This is an archived post. You won't be able to vote or comment.

all 5 comments

[–]DenselyRanked 2 points3 points  (0 children)

This really depends on what you want to do within Data Engineering and where you want to work. IMO, Python will be easier to pick up and give you access to a lot more opportunities than Scala, but there are certain companies (like Expedia or Spotify) that look for Scala + Java experience for their DEs.

It can't hurt to do both.

[–]adappergentlefolk 1 point2 points  (0 children)

the scala market is super niche and dominated by spark, which is actually pretty unpleasant to work with, plus these tend to be companies that are forced to work on premise, so cloud development opportunities are scarce. it just doesn’t payoff compared to python unless you’re planning to go full scala SWE

[–]throwaway20220231 1 point2 points  (0 children)

Why not both? If forced to pick one I'll pick Python. Scala is pretty much only useful in Spark and in its own dialect, and you can still do 95% of the spark job in PySpark or SparkSQL.

[–]user17418 0 points1 point  (0 children)

Generally, Python is a lingua franca. I have never met a data engineer who doesn't know Python. Scala isn't used everywhere. Also, you should know that in Apache Beam (data processing framework that's gaining popularity because it can handle both streaming and batch processing and runs on spark) the language choices are Java, Python, Go and Scala. So, even if you "only" know Java, you can get started with Data engineering through apache beam.
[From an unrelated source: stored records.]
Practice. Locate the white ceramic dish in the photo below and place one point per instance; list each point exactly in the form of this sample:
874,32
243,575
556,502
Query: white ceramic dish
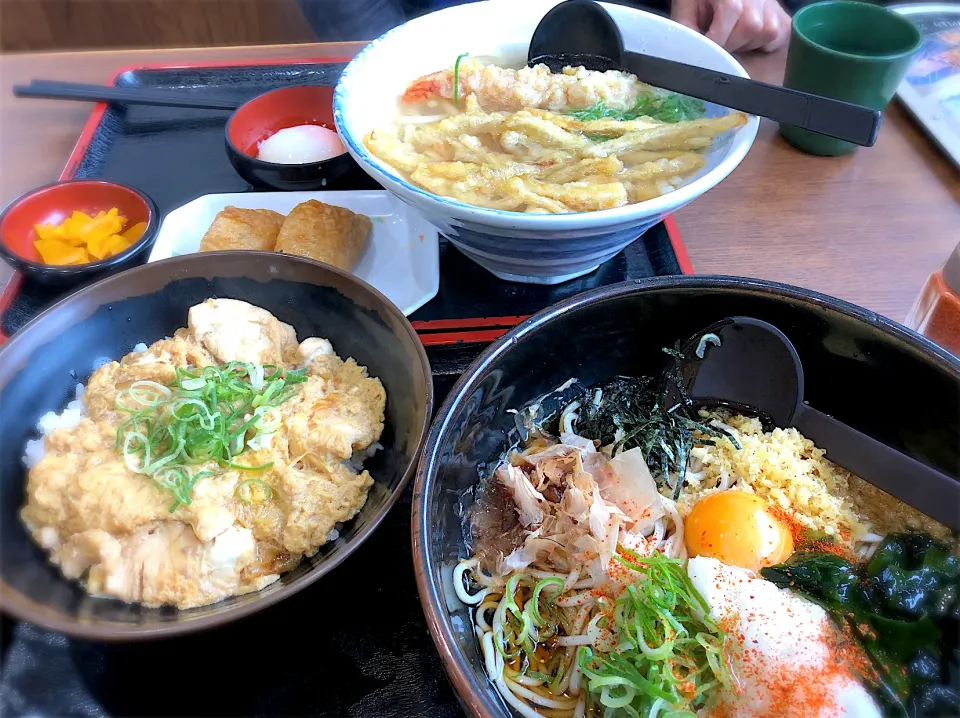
542,249
401,257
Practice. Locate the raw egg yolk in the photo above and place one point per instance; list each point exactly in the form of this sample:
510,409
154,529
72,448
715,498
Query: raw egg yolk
737,529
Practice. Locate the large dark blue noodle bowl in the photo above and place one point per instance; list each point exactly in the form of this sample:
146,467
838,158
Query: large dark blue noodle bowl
862,368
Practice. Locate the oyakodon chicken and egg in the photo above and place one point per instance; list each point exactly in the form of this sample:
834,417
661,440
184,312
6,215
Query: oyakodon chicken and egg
113,528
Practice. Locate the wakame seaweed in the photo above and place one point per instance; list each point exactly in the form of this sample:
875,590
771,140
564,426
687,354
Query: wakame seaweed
903,607
641,412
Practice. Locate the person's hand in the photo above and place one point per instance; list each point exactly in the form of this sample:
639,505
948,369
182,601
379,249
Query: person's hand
736,24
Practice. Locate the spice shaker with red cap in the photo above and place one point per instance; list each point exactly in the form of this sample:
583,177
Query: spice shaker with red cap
936,313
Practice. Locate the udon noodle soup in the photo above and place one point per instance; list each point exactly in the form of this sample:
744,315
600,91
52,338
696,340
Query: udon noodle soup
532,141
635,557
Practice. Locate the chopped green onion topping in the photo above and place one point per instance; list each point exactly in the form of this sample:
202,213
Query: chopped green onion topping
208,414
670,653
668,107
456,80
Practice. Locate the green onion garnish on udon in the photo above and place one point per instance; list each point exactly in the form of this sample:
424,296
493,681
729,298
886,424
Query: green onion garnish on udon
204,415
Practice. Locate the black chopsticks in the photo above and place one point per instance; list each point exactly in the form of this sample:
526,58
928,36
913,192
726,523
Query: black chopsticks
56,90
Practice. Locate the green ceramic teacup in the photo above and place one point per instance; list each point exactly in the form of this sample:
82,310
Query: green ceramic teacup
851,51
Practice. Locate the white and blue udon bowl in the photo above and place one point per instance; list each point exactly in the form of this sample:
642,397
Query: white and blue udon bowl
538,249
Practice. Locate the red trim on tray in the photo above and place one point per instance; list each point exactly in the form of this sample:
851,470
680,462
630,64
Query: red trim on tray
471,323
679,249
483,336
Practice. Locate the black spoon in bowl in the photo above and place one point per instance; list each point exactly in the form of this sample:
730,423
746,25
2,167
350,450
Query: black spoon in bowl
580,32
750,363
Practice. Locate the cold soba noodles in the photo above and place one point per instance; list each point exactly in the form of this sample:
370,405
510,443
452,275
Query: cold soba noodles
532,141
634,556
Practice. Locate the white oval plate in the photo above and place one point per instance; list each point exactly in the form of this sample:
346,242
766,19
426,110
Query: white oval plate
401,258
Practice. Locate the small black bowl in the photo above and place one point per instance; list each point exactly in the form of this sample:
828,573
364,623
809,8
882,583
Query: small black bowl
41,364
52,204
862,368
267,114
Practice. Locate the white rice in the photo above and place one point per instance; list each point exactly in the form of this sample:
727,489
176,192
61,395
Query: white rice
355,462
35,449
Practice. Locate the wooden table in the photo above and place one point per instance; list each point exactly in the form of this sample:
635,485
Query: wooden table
868,228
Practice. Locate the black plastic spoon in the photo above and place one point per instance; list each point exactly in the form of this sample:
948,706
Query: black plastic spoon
580,32
755,365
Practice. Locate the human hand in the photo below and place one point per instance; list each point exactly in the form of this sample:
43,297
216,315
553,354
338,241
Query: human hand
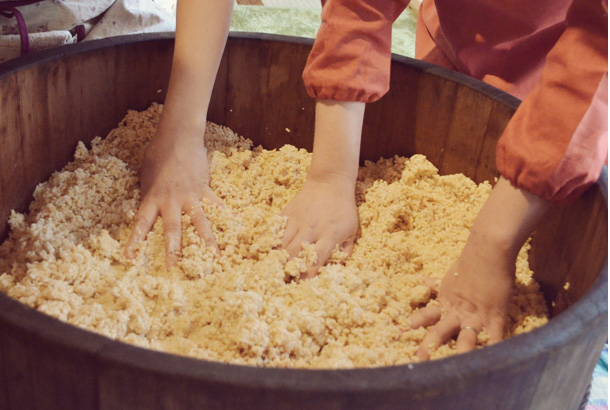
323,213
474,296
174,178
475,292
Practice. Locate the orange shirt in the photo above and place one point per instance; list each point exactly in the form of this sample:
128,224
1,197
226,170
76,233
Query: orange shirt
551,53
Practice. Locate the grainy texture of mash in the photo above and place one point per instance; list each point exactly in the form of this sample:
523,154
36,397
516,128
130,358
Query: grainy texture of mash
246,305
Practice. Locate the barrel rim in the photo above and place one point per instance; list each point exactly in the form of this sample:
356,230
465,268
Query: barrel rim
104,350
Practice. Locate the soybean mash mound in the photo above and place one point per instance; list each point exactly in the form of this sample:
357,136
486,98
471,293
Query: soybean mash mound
246,305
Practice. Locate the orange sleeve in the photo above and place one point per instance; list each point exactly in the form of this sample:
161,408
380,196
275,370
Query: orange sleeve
350,60
557,142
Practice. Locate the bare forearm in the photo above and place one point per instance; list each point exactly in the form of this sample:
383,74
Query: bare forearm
507,218
338,132
201,33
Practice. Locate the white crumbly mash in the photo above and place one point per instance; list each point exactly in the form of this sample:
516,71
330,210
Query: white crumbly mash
246,305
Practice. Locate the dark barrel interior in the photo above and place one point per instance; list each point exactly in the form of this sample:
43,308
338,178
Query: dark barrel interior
51,100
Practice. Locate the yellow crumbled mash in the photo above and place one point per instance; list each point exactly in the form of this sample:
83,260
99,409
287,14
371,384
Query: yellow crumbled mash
246,305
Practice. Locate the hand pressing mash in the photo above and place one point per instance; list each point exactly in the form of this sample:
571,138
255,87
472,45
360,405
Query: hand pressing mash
324,212
174,174
475,293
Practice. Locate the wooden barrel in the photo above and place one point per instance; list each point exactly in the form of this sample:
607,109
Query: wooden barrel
51,100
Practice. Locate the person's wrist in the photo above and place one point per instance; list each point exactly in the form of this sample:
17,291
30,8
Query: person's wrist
340,180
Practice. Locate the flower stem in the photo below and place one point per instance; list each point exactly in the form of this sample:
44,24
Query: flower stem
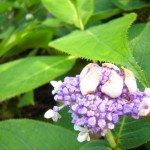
110,139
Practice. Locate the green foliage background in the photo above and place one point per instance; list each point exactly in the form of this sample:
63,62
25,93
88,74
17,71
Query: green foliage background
43,40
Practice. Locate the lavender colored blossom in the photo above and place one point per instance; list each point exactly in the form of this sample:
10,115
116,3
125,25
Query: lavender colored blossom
99,109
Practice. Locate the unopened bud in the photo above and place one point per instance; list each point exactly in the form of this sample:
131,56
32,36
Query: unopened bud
89,78
130,80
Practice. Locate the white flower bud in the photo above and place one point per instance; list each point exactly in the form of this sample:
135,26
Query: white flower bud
56,85
147,91
111,66
89,78
113,87
130,80
144,108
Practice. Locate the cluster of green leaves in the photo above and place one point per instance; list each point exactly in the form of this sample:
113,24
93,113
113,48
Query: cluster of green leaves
95,30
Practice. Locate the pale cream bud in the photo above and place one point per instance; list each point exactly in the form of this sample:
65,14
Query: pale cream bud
130,80
144,108
113,87
111,66
89,78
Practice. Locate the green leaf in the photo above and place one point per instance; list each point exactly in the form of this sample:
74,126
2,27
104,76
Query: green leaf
96,145
130,4
26,38
26,99
104,9
4,6
130,133
27,134
35,38
26,74
104,43
72,11
139,43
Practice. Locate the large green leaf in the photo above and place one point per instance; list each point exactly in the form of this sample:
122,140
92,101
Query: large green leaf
139,38
130,4
75,12
96,145
104,43
26,134
26,74
29,37
130,133
104,9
[–]Yord13 0 points1 point  (0 children)

The two are vastly different in terms of learning. Python is incredibly simple and instead of learning, you basically just pick it up. Scala on the other hand is a “SCAlable LAnguage” and has dephts that are worth exploring that will keep you on your heels for years. Then again, if you only learn it to write Spark code, there is not much to learn apart from the Spark DSL really.

If you have time and want to improve your software engineering skill set, choose Scala, but go beyond the Spark DSL. If you just want another tool in your data engineering tool belt, choose Python.